Paylaş
Öncelikle İstanbul’dan direk uçuş ile yaklaşık 3,5 saatlik bir yolculuk sonrasında Amsterdam’a varabiliyorsunuz. Havaalanı, şehir merkezinden sadece yarım saat uzaklıkta. Havası yaklaşık 8 ay boyunca sisli, puslu ve yağmurlu olduğu için güneşli havayı yakaladığımızda kendimi nasıl şanslı hissettiğimi anlatamam! Tam bir bahar havası… Güneş içimizi ısıttı. Mayıs ayında ziyaret etmenizi ısrarla tavsiye ederim!
Hem doğum günüm sebebi ile hem de o çok beklediğim lale zamanı için Amsterdam biletlerimizi aylar öncesinden aldık. Her sene Nisan sonu Mayıs başı aralığında Lisse bölgesinde gökkuşağının her rengini kapsayan çeşit çeşit laleler tarlalara ekilir. Çok kısa süre devam eden bu görsel şöleni dünyanın dört bir yanından turistler görmeye geliyor. Bizim gibi.
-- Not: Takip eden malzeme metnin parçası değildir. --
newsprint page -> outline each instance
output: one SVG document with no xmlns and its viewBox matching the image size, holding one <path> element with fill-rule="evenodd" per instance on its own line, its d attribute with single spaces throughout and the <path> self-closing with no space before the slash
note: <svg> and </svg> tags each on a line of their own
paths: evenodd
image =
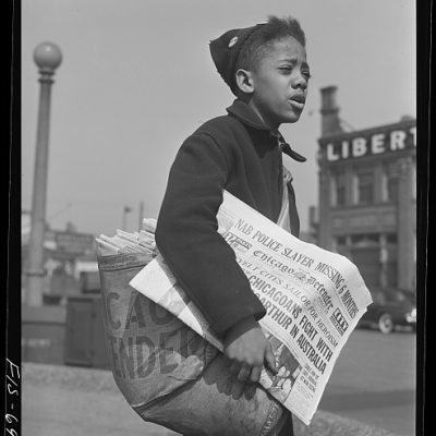
<svg viewBox="0 0 436 436">
<path fill-rule="evenodd" d="M 308 425 L 335 362 L 371 294 L 346 257 L 305 243 L 225 191 L 218 232 L 234 250 L 267 315 L 278 374 L 264 370 L 261 385 Z M 223 346 L 178 286 L 161 255 L 130 284 L 167 308 L 222 351 Z"/>
</svg>

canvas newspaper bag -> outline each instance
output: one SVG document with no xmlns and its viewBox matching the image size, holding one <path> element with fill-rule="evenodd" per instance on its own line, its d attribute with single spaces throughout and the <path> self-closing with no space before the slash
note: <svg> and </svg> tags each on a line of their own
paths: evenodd
<svg viewBox="0 0 436 436">
<path fill-rule="evenodd" d="M 284 195 L 283 208 L 287 203 Z M 290 230 L 287 214 L 281 217 Z M 298 240 L 226 191 L 217 219 L 267 310 L 259 325 L 279 373 L 264 371 L 259 383 L 308 425 L 341 349 L 372 302 L 370 292 L 346 257 Z M 195 379 L 222 351 L 158 254 L 155 226 L 144 219 L 138 233 L 97 239 L 112 373 L 132 407 Z M 159 376 L 150 386 L 154 372 Z"/>
</svg>

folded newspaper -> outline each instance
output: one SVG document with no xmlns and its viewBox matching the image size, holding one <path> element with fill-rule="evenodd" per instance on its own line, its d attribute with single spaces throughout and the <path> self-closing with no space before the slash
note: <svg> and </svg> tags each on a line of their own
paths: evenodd
<svg viewBox="0 0 436 436">
<path fill-rule="evenodd" d="M 264 370 L 259 383 L 308 425 L 341 349 L 372 303 L 371 294 L 347 257 L 300 241 L 227 191 L 217 219 L 218 232 L 267 311 L 259 325 L 279 372 Z M 135 246 L 147 251 L 153 261 L 130 284 L 222 351 L 222 341 L 158 253 L 155 226 L 156 220 L 144 219 L 141 232 L 101 235 L 98 249 L 106 254 L 134 252 Z"/>
</svg>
Amsterdam’ın biraz dışında kalan bu bölgeye tur otobüsleri gidiyor ama çok kalabalık olduğu için biz araba kiralamayı tercih ettik. Uber’le de gidebilirsiniz. Amsterdam’ın meşhur Dam meydanında bol bol yürüyeceksiniz. Çeşit çeşit mağaza ve kafelerle dolu bu cıvıl cıvıl meydan insana enerji katıyor. Ulaşım adına en iyi yöntem Uber’di. Çoğu da Türk olduğu için hepsiyle çok iyi anlaştık. Toplu taşımaları da tercih edebilirsiniz ama bisiklet kiralamayı da bir düşünün derim.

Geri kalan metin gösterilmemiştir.